Polars users can configure various options about how the plan is executed
through the pl.GPUEngine(). This includes some configuration options
defined in polars itself: https://docs.pola.rs/api/python/dev/reference/lazyframe/api/polars.lazyframe.engine_config.GPUEngine.html
All additional keyword arguments are made available to cudf-polars through
engine.config.
To centralize validation and keep things well-typed internally, we model our
additional configuration as a set of dataclasses defined in
cudf_polars/utils/config.py. To transition from user-provided options to our
(validated) internal options, use ConfigOptions.from_polars_engine.

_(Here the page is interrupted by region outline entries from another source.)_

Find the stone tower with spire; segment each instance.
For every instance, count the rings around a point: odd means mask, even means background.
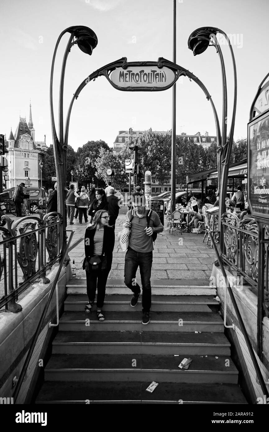
[[[21,117],[15,133],[10,131],[6,145],[8,148],[7,159],[9,180],[7,187],[12,187],[22,181],[30,187],[40,187],[41,173],[39,163],[47,149],[45,140],[35,141],[30,102],[29,122]],[[29,180],[28,180],[29,179]]]
[[[29,114],[29,123],[28,123],[28,127],[29,127],[29,130],[31,132],[33,141],[35,142],[35,131],[34,129],[34,125],[33,124],[33,121],[32,120],[32,110],[31,105],[31,100],[30,101],[30,113]]]

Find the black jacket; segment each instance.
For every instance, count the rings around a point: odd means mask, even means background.
[[[21,184],[18,184],[16,186],[14,191],[13,200],[16,201],[19,203],[23,203],[23,199],[27,196],[23,193],[23,188]]]
[[[47,200],[47,213],[50,213],[51,212],[58,211],[58,201],[57,197],[57,191],[55,189],[52,192],[49,197]]]
[[[104,201],[102,201],[99,206],[97,205],[98,204],[98,200],[97,200],[96,198],[95,198],[94,201],[93,201],[91,204],[89,209],[88,214],[90,215],[90,216],[93,216],[98,210],[106,210],[107,211],[108,210],[108,203],[105,203]]]
[[[85,269],[85,261],[89,257],[94,257],[93,250],[94,242],[93,238],[95,233],[96,229],[91,229],[86,228],[84,238],[84,245],[85,248],[85,259],[83,261],[82,268]],[[103,243],[103,249],[102,254],[105,254],[107,257],[107,268],[108,271],[111,269],[112,263],[113,252],[115,243],[115,232],[112,226],[104,226],[104,241]]]
[[[120,207],[118,203],[120,200],[114,195],[110,195],[108,197],[108,214],[110,216],[117,216],[119,215]]]

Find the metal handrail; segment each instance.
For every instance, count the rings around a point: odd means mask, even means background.
[[[211,242],[212,243],[212,245],[213,246],[214,250],[217,256],[217,258],[218,259],[218,264],[221,268],[222,272],[222,273],[223,276],[225,278],[225,280],[226,281],[225,286],[227,287],[227,288],[228,290],[228,292],[230,294],[231,299],[231,300],[232,303],[233,304],[233,306],[234,308],[234,311],[235,311],[235,314],[236,314],[237,319],[238,320],[238,322],[241,327],[242,332],[245,338],[246,343],[247,344],[247,346],[250,356],[251,358],[251,359],[253,362],[255,370],[256,371],[256,373],[257,374],[257,377],[258,379],[260,381],[260,385],[262,388],[263,391],[263,394],[265,394],[266,396],[266,397],[269,397],[269,393],[268,393],[268,391],[266,388],[266,384],[264,381],[263,377],[262,375],[260,368],[259,366],[259,365],[258,364],[258,362],[257,361],[257,359],[255,357],[254,350],[253,349],[252,346],[250,343],[250,338],[248,337],[248,335],[247,334],[247,332],[246,329],[246,327],[245,327],[245,325],[242,319],[242,317],[241,316],[240,311],[237,305],[235,299],[234,298],[234,293],[233,292],[231,286],[230,286],[230,283],[229,282],[229,280],[227,277],[226,273],[225,271],[225,269],[224,268],[224,267],[223,266],[222,261],[221,257],[219,255],[219,254],[218,253],[218,249],[214,241],[213,236],[212,235],[212,234],[211,234],[210,231],[209,231],[209,234],[210,237],[210,240],[211,240]]]
[[[69,238],[68,239],[68,242],[67,243],[67,247],[65,249],[63,254],[63,255],[62,256],[62,259],[60,262],[59,268],[58,269],[57,273],[53,281],[53,283],[52,285],[52,286],[51,289],[50,294],[47,300],[43,311],[40,318],[40,319],[39,320],[39,322],[38,323],[37,328],[35,330],[35,334],[32,340],[30,348],[29,349],[29,351],[28,351],[28,353],[27,354],[26,358],[24,362],[24,364],[23,365],[18,380],[18,382],[17,383],[17,384],[16,385],[14,392],[13,394],[13,398],[15,403],[16,403],[16,400],[17,400],[17,399],[18,398],[18,396],[19,395],[19,392],[20,390],[22,384],[22,382],[23,381],[24,377],[25,376],[25,375],[26,373],[26,371],[27,370],[27,368],[28,367],[28,366],[29,365],[29,363],[30,362],[30,360],[31,360],[31,358],[32,356],[32,354],[34,352],[34,350],[35,346],[35,344],[36,343],[38,336],[39,335],[39,333],[40,333],[40,330],[41,330],[42,325],[43,324],[44,319],[45,318],[45,317],[46,316],[46,314],[47,311],[49,306],[50,305],[50,303],[51,302],[51,299],[52,298],[52,296],[54,292],[55,286],[56,286],[56,284],[58,282],[58,279],[59,279],[59,276],[60,276],[60,274],[61,272],[61,270],[62,270],[62,268],[63,265],[63,263],[64,262],[64,260],[65,260],[66,256],[67,254],[67,252],[68,251],[69,246],[70,246],[71,241],[73,238],[73,235],[74,235],[74,233],[75,232],[75,231],[71,231],[70,230],[66,230],[66,232],[69,231],[69,232],[70,233],[70,236],[69,237]]]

You can profile cudf_polars using NVIDIA NSight Systems. Each .collect() or
.sink() call has two top-level ranges under the cudf_polars domain:
ConvertIR: measures the time spent converting the polars query plan to
cudf-polars' IR.ExecuteIR: measures the time spent executing the cudf-polars IR.The majority of time should be spent in the ExecuteIR range. Within
ExecuteIR, each individual IR node's do_evaluate method is wrapped in
another nvtx range (e.g. Scan.do_evaluate, GroupBy.do_evaluate, etc.).
These provide a higher-level grouping over the lower-level libcudf calls (e.g.
read_chunk, aggregate).
Finally, if using rapidsmpf for shuffling, the methods inserting and extracting partitions to shuffle are annotated with nvtx ranges.
The module cudf_polars.experimental.explain contains functions for dumping
the query for a given LazyFrame.
cudf_polars.experimental.explain.serialize_query can be used to output
the query plan in a structured format.
>>> import dataclasses
>>> import polars as pl
>>> from cudf_polars.experimental.explain import serialize_query
>>> q = pl.LazyFrame({"a": ['a', 'b', 'a'], "b": [1, 2, 3]}).group_by("a").agg(pl.len())
>>> dataclasses.asdict(serialize_query(q, engine=pl.GPUEngine()))
{'roots': ['526964741'],
'nodes': {'526964741': {'id': '526964741',
'children': ['1694929589'],
'schema': {'a': 'STRING', 'len': 'UINT32'},
'properties': {'columns': ['a', 'len']},
'type': 'Select'},
'1694929589': {'id': '1694929589',
'children': ['2632275007'],
'schema': {'a': 'STRING', '___0': 'UINT32'},
'properties': {'keys': ['a']},
'type': 'GroupBy'},
'2632275007': {'id': '2632275007',
'children': [],
'schema': {'a': 'STRING'},
'properties': {},
'type': 'DataFrameScan'}},
'partition_info': {'526964741': {'count': 1, 'partitioned_on': ()},
'1694929589': {'count': 1, 'partitioned_on': ()},
'2632275007': {'count': 1, 'partitioned_on': ()}}}
The structured schema has three top-level fields:
roots: the integer ID for the "root" (final) nodes in the query planpartition_info: partitioning information at each stage of the querynodes: A mapping from integer node id to node details. Each node ID
that appears in the output will be present in this mapping.
Inspect children to understand which nodes this node depends on.Note that all integers are stored as strings to make round-tripping to JSON easier.